Hydroxyurea (HU) is the first-ever approved drug by the United States Food and Drug Administration (USFDA) for the management of sickle cell anemia (SCA). However, its treatment is associated with severe liabilities like myelosuppression. Therefore, the aim of the present investigation was to identify phytotherapeutics through assessment of the pharmacokinetic interaction of HU with dietary bioflavonoid followed by elucidation of the same phytoconstituent to protect HU-induced toxicity in hematological profile. In this direction, we developed a sensitive ultra-performance liquid chromatography-tandem mass spectrometry (UPLC-MS/MS) method to estimate HU in rat plasma at first and then validated as per USFDA guidelines as there is no such precedent in the literature. A simple plasma protein precipitation method was employed for plasma sample processing. The separation was achieved in gradient mode using Syncronis HILIC column (100 × 4.6 mm, 3 μm) with a mobile phase composition of water containing 0.1% (v/v) formic acid and acetonitrile. Ionization was carried out in positive heated-electrospray ionization (H-ESI) mode. Detection was done in selected reaction monitoring (SRM) mode with m/z 77.1 > 44.4 and m/z 75.1 > 58.2 for HU and methylurea (internal standard), respectively. All the validation parameters were within the acceptable criteria. This bioanalytical method was found to be useful in assessing the preclinical pharmacokinetic interaction of HU. Concomitant administration of chrysin or quercetin with HU in rats significantly enhanced the oral exposure of HU. Lowering of total red blood cells (RBC) and hemoglobin (Hb) level by HU in rats was significantly improved in the presence of chrysin, quercetin, and naringenin. Overall, both chrysin and quercetin showed potential to be a promising phytotherapeutics for concomitant therapy with HU to combat its dose-dependent side effects.

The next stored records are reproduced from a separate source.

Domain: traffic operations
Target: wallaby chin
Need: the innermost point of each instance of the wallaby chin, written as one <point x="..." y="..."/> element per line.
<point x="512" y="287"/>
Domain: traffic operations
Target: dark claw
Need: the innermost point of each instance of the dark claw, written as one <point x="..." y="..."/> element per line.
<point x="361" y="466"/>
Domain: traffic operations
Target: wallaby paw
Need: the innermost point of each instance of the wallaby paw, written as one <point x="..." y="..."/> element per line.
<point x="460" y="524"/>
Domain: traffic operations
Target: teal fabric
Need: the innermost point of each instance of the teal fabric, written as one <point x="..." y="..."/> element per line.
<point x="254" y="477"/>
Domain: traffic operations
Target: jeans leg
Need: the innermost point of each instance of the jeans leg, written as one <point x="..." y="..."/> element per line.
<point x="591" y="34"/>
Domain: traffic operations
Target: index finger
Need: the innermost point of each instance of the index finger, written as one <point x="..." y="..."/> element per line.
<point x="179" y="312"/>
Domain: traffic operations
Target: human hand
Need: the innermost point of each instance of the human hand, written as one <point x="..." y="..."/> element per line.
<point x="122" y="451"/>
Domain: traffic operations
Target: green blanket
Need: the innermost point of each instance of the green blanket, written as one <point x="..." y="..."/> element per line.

羟基脲（HU）是美国食品和药物管理局（USFDA）首次批准的用于治疗镰状细胞性贫血（SCA）的药物。但是，其治疗与严重的症状如骨髓抑制有关。因此，本研究的目的是通过评估HU与膳食生物类黄酮的药代动力学相互作用来鉴定植物治疗药，然后阐明相同的植物成分以保护HU引起的血液学毒性。为此，我们开发了一种灵敏的超高效液相色谱-串联质谱（UPLC-MS / MS）方法来首先估算大鼠血浆中的HU，然后根据USFDA指南进行验证，因为在文献中尚无此类先例。一种简单的血浆蛋白沉淀方法用于血浆样品处理。使用Syncronis HILIC色谱柱（100×4.6 mm，3μm）以流动相组成的水（含0.1％（v / v）甲酸和乙腈）以梯度模式实现分离。电离以正加热电喷雾电离（H-ESI）模式进行。在选定的反应监测（SRM）模式下分别对HU和甲基脲（内标）进行m / z 77.1> 44.4和m / z 75.1> 58.2的检测。所有验证参数均在可接受的标准之内。发现这种生物分析方法可用于评估HU的临床前药代动力学相互作用。在大鼠中并发黄ry或槲皮素与HU一起显着增强了HU的口服暴露。在存在chrysin，槲皮素和naringenin的情况下，HU降低了大鼠总红细胞（RBC）和血红蛋白（Hb）的水平，并得到了明显改善。总体而言，对于与HU伴随治疗以对抗其剂量依赖性副作用的问题，Chrysin和quercetin均显示出有望成为一种有前途的植物治疗药。